Onion Service Intro Point Retry Behavior - tor-dev

29 Oct 2019


      Greetings everyone,
After some discussions between arma, mikeperry, asn and I, it is time for a
famous tor-dev@ email thread to try to get to a consensus if need be.
In the past weeks, a set of HSv3 reachability issues have been found regarding
*service* intro points (IP):
- hs-v3: Service can keep unused intro points in its list
      https://bugs.torproject.org/31561
    - hs-v3: Service can pick more than HiddenServiceNumIntroductionPoints
      intro points https://bugs.torproject.org/31548
    - hs-v3: Stop using ip->circuit_established flag
      https://bugs.torproject.org/32094
    - hs-v3: Client can re-pick bad intro points
      https://bugs.torproject.org/31541
    - hs-v3: Service circuit retry limit should not close a valid circuit
      https://bugs.torproject.org/31652
Long story short, couple weeks ago we've almost merged a new behavior on the
service side with #31561 that would have ditch an intro point if its circuit
would time out instead of retrying it. (Today, a service always retry their
intro point up to 3 times on any type of circuit failure.)
And here comes the core of the discussion of this thread: Retrying intro point
on failure or simply ditch it on failure and pick a new one?
Some 7 years ago, this ticket was created and thus we implemented roughly 4
years ago a mechanism that makes a service retry to establish the intro point
circuit up to 3 times when it collapses (except for very very specific cases
for which we wouldn't):
https://bugs.torproject.org/8239
HSv3 tried to be on feature parity there with v2 up until now that the above
bugs have been mostly fixed.
That being all said, regarding the retry feature, there are pros and cons.
I'll try to organize them below based on many adhoc discussions in the past
and what I can get from all the tickets up to this day (there could be more!
this is just what I could recall and find in the tickets):
== Pros ==
The primary original argument for retrying is based on the mobile use case. If
a .onion is running on a cellphone and the network happens to be bad all the
sudden, the service is better off to re-establish the intro circuits which
would make the retry attempts of the client to finally succeed after a bit
instead of having to re-fetch a descriptor and go to the new intro points.
Thus, in theory, it is mostly a reachability argument.
One question that can arise from this is: Will the client be able to reconnect
using the old intro points by the time the service re-established?

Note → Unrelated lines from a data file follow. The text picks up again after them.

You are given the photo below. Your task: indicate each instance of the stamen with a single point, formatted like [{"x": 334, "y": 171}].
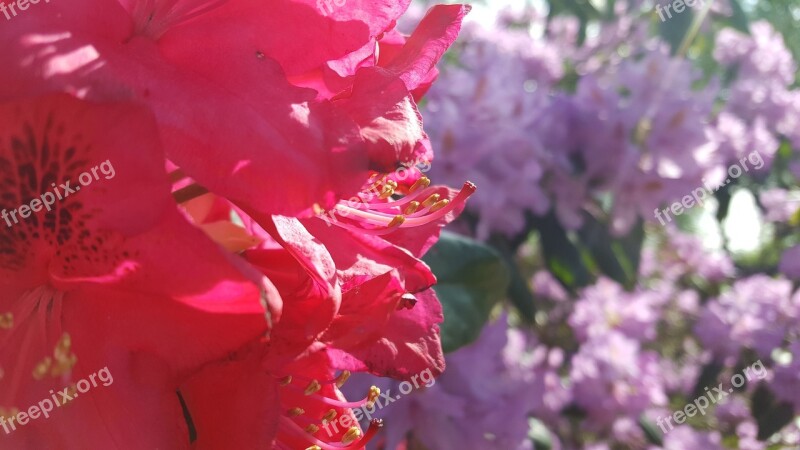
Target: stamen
[
  {"x": 430, "y": 201},
  {"x": 342, "y": 378},
  {"x": 422, "y": 183},
  {"x": 397, "y": 221},
  {"x": 369, "y": 401},
  {"x": 312, "y": 387},
  {"x": 407, "y": 301},
  {"x": 6, "y": 321},
  {"x": 411, "y": 208},
  {"x": 353, "y": 433},
  {"x": 373, "y": 395},
  {"x": 294, "y": 412},
  {"x": 330, "y": 415}
]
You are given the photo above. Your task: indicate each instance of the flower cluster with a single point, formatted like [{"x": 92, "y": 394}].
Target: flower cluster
[
  {"x": 202, "y": 275},
  {"x": 577, "y": 133}
]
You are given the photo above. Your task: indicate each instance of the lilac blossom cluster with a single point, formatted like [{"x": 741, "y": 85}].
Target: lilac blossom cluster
[
  {"x": 616, "y": 126},
  {"x": 625, "y": 356},
  {"x": 640, "y": 126}
]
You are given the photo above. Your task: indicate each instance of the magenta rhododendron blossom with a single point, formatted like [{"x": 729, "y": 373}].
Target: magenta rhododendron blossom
[{"x": 110, "y": 276}]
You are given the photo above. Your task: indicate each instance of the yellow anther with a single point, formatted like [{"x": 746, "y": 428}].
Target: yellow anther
[
  {"x": 42, "y": 368},
  {"x": 411, "y": 208},
  {"x": 61, "y": 352},
  {"x": 342, "y": 378},
  {"x": 374, "y": 393},
  {"x": 397, "y": 221},
  {"x": 6, "y": 321},
  {"x": 439, "y": 205},
  {"x": 7, "y": 413},
  {"x": 387, "y": 192},
  {"x": 312, "y": 387},
  {"x": 422, "y": 183},
  {"x": 430, "y": 201},
  {"x": 330, "y": 415},
  {"x": 352, "y": 434}
]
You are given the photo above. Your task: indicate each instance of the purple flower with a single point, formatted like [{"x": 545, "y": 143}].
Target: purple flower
[
  {"x": 786, "y": 379},
  {"x": 790, "y": 263},
  {"x": 756, "y": 313},
  {"x": 779, "y": 204},
  {"x": 606, "y": 306},
  {"x": 483, "y": 399},
  {"x": 611, "y": 377},
  {"x": 685, "y": 438}
]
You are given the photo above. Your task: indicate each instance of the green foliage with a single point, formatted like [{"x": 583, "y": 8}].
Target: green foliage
[{"x": 472, "y": 279}]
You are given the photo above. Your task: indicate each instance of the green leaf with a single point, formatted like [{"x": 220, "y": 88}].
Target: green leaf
[
  {"x": 674, "y": 29},
  {"x": 771, "y": 414},
  {"x": 739, "y": 18},
  {"x": 472, "y": 279},
  {"x": 519, "y": 291},
  {"x": 616, "y": 257},
  {"x": 539, "y": 434},
  {"x": 563, "y": 257},
  {"x": 651, "y": 431}
]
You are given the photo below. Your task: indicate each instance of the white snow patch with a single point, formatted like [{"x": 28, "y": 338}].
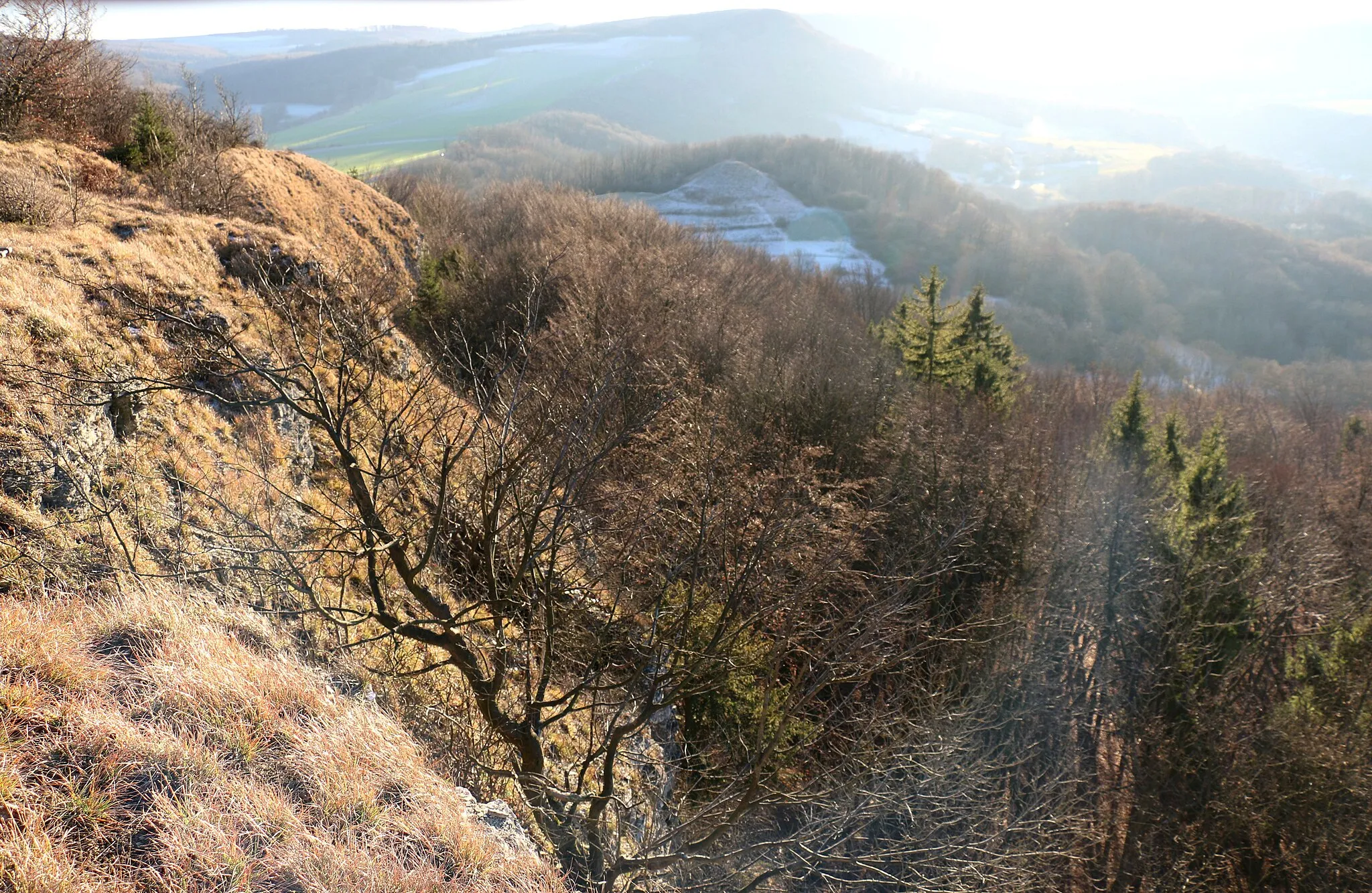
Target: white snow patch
[
  {"x": 614, "y": 47},
  {"x": 747, "y": 208},
  {"x": 449, "y": 69}
]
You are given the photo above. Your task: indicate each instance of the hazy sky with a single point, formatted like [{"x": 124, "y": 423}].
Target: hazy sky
[{"x": 1103, "y": 51}]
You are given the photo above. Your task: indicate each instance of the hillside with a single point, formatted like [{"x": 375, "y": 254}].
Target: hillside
[
  {"x": 1169, "y": 290},
  {"x": 675, "y": 78},
  {"x": 157, "y": 733},
  {"x": 646, "y": 537}
]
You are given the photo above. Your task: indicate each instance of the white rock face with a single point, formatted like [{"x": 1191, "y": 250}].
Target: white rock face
[
  {"x": 746, "y": 206},
  {"x": 500, "y": 823}
]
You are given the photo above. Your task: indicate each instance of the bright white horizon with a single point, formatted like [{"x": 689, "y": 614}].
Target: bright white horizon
[{"x": 1127, "y": 54}]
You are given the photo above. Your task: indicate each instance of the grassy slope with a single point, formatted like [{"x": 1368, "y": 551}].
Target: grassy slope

In other words, is the retry behavior of the *client* allows enough time for
the service to stabilize for the mobile use case? I'm curious to learn from
people with experience with this!
== Cons ==
Recently, mikeperry raised concerns about the retry behavior all together and
proposed to simply ditch each time the intro point instead of retrying.
(@Mike, I do invite you to comment here as you mentionned many times
rationales for this but I don't have enough IRC backlog :S).
== Pros _and_ Cons at the same time ==
There is a possible Guard discovery attack argument against retrying. But it
is nuanced on what exactly constitute a failure and when should it retry vs
ditching.
Quote from https://trac.torproject.org/projects/tor/ticket/8239#comment:6
FWIW, it's also worth mentioning that making HSes more stubborn towards
    old IPs might also allow guard discovery attacks from the IP. That is the
    IP kills incoming circuits, till a compromised middle node is selected,
    and since the HS is stubborn it will keep on establishing new circuits.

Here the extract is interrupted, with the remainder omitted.